The Court dismissed this appeal. Although the Court agreed the evidence was relevant and material, they stated it was still inadmissible because it was inherently prejudicial, that the Crown had failed to establish that the judge had incorrectly presumed the jury incapable of following complex instructions (as would be necessary were the evidence admitted), that the prosecutor had not made a second attempt to admit the Cooper evidence as more became available, and finally that the ground of appeal differed from their original reasons for admitting the evidence and that "new grounds of admissibility should garner no more appellate approval than new theories of liability." Read-the-whole-case rating: 3. A complex case, certainly, but Justice Watt always constructs his decisions in a very readable and organized manner.
R. v. Czibulka. Another murder, this time a man committing the second-degree murder of his wife. He allegedly beat her to death severely.
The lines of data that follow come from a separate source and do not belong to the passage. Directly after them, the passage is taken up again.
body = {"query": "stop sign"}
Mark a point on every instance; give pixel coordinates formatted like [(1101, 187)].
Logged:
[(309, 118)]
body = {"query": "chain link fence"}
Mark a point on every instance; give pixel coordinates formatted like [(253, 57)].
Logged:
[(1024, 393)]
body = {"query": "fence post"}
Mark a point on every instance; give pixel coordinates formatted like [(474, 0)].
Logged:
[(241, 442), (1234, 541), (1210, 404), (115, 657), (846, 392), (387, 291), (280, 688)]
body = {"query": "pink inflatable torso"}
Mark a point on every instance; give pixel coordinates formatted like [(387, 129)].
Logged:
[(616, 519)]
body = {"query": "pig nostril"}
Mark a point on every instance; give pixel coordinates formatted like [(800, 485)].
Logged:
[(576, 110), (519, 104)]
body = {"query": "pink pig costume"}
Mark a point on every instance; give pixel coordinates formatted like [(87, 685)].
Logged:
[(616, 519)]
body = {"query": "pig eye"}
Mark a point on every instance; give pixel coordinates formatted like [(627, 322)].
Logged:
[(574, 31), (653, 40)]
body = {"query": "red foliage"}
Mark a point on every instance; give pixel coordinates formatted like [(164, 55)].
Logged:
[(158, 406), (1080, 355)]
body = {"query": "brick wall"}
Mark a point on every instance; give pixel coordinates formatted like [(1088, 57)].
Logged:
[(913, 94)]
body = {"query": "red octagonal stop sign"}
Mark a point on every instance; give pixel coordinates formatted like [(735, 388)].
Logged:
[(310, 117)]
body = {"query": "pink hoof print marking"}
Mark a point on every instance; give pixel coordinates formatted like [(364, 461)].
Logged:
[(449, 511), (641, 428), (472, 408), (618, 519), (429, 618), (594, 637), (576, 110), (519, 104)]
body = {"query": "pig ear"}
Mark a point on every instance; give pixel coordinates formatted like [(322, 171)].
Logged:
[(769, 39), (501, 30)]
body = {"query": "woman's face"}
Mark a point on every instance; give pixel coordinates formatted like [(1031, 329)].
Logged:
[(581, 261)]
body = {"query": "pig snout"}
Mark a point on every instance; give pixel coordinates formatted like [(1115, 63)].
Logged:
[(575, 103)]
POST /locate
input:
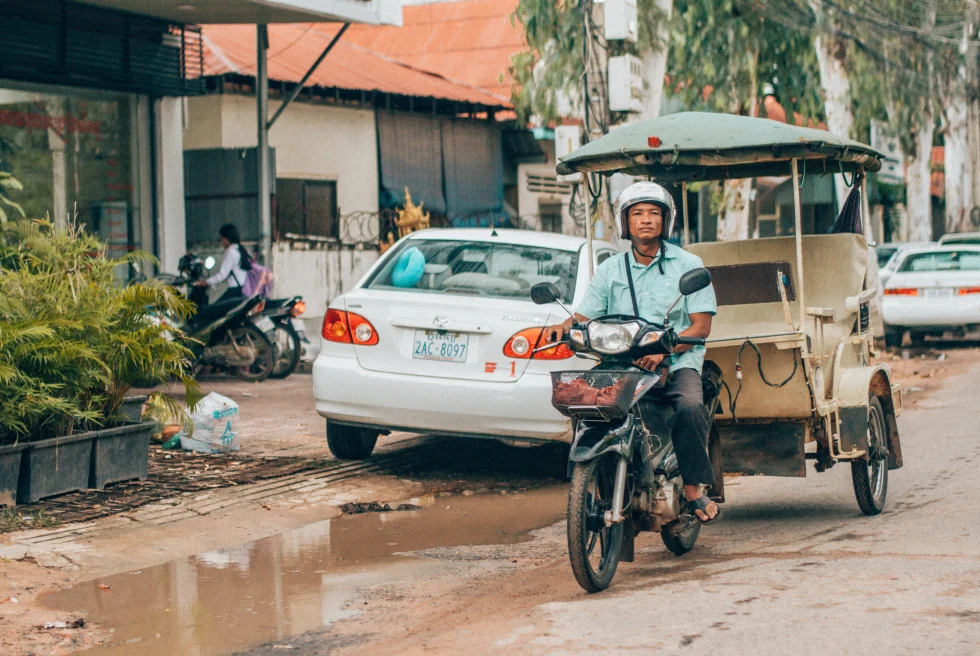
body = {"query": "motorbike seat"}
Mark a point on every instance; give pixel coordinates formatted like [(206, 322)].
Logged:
[(214, 311), (275, 303)]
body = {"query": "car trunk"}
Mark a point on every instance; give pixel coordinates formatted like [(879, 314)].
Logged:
[(935, 285), (443, 335)]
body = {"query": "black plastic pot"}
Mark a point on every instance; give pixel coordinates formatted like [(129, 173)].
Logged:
[(120, 454), (10, 457), (55, 466)]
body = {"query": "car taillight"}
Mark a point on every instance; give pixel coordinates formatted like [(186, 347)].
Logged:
[(335, 328), (521, 347), (364, 333), (348, 328)]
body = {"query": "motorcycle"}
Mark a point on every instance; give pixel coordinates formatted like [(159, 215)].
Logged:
[(624, 474), (228, 335), (290, 339)]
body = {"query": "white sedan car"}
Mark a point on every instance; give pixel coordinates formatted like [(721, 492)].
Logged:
[(438, 338), (933, 291)]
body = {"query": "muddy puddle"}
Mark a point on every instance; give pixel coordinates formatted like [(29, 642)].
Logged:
[(259, 592)]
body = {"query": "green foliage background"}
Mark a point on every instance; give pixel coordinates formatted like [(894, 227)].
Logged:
[(73, 340)]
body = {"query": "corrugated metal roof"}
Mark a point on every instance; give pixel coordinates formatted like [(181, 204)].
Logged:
[(294, 47), (470, 42)]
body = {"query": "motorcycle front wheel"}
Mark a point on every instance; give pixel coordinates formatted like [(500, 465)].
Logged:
[(288, 350), (248, 336), (593, 548)]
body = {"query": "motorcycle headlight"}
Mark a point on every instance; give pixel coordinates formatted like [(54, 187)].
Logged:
[(650, 338), (612, 338)]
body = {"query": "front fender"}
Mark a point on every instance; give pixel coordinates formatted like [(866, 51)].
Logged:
[(855, 388), (594, 440)]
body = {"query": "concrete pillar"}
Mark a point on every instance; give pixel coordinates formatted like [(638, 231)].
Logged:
[(262, 111), (171, 219)]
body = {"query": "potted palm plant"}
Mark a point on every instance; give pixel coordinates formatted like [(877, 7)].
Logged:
[(73, 339)]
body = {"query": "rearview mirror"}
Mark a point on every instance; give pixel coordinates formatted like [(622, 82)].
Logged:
[(544, 293), (694, 281)]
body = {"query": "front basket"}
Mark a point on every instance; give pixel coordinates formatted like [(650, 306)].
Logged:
[(594, 394)]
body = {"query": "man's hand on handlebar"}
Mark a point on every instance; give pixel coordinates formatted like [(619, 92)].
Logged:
[(649, 362)]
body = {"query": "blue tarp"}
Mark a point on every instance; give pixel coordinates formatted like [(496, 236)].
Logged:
[(454, 166)]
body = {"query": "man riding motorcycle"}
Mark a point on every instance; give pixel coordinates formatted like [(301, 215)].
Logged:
[(644, 282)]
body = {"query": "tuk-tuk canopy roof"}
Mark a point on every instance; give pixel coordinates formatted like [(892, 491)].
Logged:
[(693, 146)]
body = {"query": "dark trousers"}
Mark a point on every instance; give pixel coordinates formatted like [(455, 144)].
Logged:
[(689, 432), (230, 294)]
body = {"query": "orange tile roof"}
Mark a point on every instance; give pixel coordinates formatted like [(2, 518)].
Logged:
[(294, 47), (470, 42)]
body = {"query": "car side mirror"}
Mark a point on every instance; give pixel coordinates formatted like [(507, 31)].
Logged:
[(694, 281), (544, 293)]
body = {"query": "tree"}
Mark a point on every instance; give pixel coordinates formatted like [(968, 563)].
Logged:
[(726, 56), (832, 57)]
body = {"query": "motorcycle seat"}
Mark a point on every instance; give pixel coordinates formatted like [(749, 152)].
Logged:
[(214, 311)]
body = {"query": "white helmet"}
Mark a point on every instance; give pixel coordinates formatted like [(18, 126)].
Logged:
[(645, 192)]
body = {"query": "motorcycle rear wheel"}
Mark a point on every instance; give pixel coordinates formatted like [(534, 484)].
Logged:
[(589, 497), (259, 370), (288, 350), (870, 477)]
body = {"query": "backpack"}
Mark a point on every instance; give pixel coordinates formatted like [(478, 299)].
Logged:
[(245, 260)]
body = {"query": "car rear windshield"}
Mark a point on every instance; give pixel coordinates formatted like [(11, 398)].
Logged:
[(942, 261), (476, 268)]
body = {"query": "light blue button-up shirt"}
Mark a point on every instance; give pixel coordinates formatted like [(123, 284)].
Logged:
[(609, 293)]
The appellant had three grounds of appeal: firstly, an incriminating statement made by the defendant was both incoherent and further inadmissible because the appellant was detained at the time it was made without counsel; secondly, that the trial judge did not properly correct comments by the Crown in closing; and thirdly that the trial judge did not properly instruct the jury that the appellant's post-offence conduct could not be used to determine his guilt.
The first ground of appeal was that a statement made by Czibulka at the police station was both incomprehensible and inadmissible due to them being made while Czibulka was detained without counsel. (Two further statements made by Czibulka at the station, after this statement, were deemed incomprehensible.) The Court of Appeal granted that Czibulka put forth a strong case for being detained, but ultimately decided that the question of whether he had been detained was irrelevant in that the jury heard other evidence that duplicated the inculpatory aspects of the statement. They also felt that although the statement eventually became incomprehensible, that the overwhelming majority of the statement was comprehensible and therefore admissible.
The second ground of appeal was quickly dismissed. The Court felt that the Crown adequately and properly characterized the nature in which DNA evidence would arrive under the victim's fingernails (e.g. scratching, most likely in self-defense). The Court also pointed out that there was precedent for using absence of evidence of others present to establish the possibility of exclusive opportunity.
Finally, the Court considered the appellant's argument that his post-offence conduct (such as a misleading call to 911, his apparent unwillingness to cooperate with the paramedics, and his repeated requests to leave to go to work) was not appropriately handled by the trial judge, as traditionally this sort of conduct is considered to be of limited use in determining guilt. However, the Court felt that the trial judge's explanation to the jury that Czibulka's comments and behaviour could simply have been that of someone who did not wish to be blamed for a crime for he did not commit (as was the position of the defence) served well enough in that regard and that a limiting instruction was therefore not necessary. Read-the-whole-case file: 3.